- May 17, 2025
Legacy Through Story: Bibliotherapy Reflections on The Blueprint by Rae Giana Rashad
- Emely Rumble
- 0 comments
I just finished reading our bookclub pick for the month of May, The Blueprint by Rae Giana Rashad, and I am breathless.
It’s rare that a work of dystopian fiction offers such profound emotional closure. It’s even rarer especially when the protagonist remains tethered to a life not of her choosing. But Solenne’s journey is not just a story of survival with the best outcome in mind. Her story is a meditation on ancestral memory, embodied grief, and the revolutionary act of storytelling.
“I remembered who I was. I am Henriette’s descendant.”
Set in an alternate America where an algorithm determines the fate of Black women, Solenne finds herself stripped of autonomy and trapped in a psychologically and emotionally abusive relationship with a powerful government official. Her only refuge is writing. Specifically, the act of documenting the life of her ancestor Henriette, a concubine in 1800s Louisiana. As Solenne gives voice to Henriette, something within her begins to shift. She starts to imagine what freedom feels like, even if it’s not yet tangible. Her emotional journey and therefore her awareness growth as she came of age was written so powerfully!
As a bibliotherapist, I often teach my students and clients about the four stages of the bibliotherapeutic process: recognition, examination, juxtaposition, and application. In The Blueprint, Solenne recognizes herself in Henriette. She examines her pain, her conditioning, her longings. She juxtaposes their lives—centuries apart, yet eerily parallel. And ultimately, she applies her growing awareness by writing, by refusing silence, by choosing a different legacy.
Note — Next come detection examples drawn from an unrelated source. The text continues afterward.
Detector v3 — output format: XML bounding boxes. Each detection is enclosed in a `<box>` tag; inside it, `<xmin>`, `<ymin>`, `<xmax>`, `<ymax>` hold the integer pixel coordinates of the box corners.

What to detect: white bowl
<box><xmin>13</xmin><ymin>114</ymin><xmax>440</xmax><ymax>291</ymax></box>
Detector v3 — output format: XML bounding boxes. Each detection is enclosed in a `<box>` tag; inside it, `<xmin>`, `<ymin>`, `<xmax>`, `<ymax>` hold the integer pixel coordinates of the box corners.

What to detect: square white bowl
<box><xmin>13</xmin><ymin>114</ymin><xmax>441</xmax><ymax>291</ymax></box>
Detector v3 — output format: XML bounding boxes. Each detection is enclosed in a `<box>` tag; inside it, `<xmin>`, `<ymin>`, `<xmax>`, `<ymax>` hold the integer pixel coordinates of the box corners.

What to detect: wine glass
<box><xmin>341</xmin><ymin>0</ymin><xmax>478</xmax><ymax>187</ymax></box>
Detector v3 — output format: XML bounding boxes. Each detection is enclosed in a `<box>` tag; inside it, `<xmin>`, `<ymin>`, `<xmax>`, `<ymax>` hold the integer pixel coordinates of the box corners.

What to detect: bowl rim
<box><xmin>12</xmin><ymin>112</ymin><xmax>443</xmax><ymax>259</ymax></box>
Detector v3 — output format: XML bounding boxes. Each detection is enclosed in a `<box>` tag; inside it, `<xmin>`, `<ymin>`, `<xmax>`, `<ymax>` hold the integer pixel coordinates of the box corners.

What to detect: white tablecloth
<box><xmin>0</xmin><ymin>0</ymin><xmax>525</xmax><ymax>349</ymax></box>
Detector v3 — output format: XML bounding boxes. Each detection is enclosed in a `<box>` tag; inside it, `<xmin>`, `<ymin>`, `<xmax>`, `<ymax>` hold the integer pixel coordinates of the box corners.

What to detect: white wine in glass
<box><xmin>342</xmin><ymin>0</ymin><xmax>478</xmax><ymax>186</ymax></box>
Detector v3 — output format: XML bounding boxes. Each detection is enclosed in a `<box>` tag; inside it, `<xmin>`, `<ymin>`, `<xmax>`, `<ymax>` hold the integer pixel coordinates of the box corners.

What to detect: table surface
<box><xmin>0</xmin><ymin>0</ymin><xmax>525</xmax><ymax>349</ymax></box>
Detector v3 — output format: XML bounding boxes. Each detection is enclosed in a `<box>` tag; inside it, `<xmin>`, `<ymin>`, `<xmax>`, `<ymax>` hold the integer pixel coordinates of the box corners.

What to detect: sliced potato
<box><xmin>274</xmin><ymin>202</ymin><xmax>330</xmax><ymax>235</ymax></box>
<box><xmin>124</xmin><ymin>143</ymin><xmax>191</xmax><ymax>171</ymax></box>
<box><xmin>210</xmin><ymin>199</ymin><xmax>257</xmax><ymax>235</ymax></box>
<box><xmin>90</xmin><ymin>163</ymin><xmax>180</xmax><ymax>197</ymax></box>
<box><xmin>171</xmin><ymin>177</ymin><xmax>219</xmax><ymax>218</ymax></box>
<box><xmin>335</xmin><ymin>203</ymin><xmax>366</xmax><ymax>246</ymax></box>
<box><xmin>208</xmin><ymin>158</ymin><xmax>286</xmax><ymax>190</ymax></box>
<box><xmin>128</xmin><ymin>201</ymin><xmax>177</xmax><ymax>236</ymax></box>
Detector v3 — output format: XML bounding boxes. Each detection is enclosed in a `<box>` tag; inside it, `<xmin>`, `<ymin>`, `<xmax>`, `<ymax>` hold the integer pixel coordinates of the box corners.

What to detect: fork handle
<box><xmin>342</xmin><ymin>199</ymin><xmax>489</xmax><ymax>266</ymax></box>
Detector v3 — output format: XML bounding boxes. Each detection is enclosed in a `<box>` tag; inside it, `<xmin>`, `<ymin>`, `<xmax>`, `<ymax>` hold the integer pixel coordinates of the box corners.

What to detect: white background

“Darkness always leaves a side door open. That’s what I would tell my daughter. Be loud.”
This quote, both piercing and unforgettable, left me reminiscing on the courage that motherhood births in us. Solenne’s refusal to be quiet, even in a system designed to erase her, mirrors the generational strength Black women have carried for centuries.
What makes The Blueprint such an important book in both dystopian and historical fiction is how it masterfully fuses both genres. Rashad writes in her author’s note that she was inspired by books like Wench by Dolen Perkins-Valdez (to deconstruct the strong Black woman archetype), The Handmaid’s Tale by Margaret Atwood (to imagine a dystopia rooted in systemic misogyny), and The Book of Night Women by Marlon James (for its raw, unflinching honesty). And yet, The Blueprint stands on its own as a searing literary testimony.
This novel reminds me that freedom doesn’t always look like escape. Sometimes, it looks like truth-telling. Like writing. Like whispering to your future daughter through the act of remembering those who came before.
Bibliotherapy Insight:
If you are someone navigating generational grief, loss of agency, or struggling to define your own voice in oppressive systems, The Blueprint may offer a powerful mirror. Solenne’s story encourages us to write ourselves out of silence, to unearth the wisdom of our foremothers, and to imagine freedom in whatever form we can hold.
I may have closed the book—but Solenne and Henriette are still with me.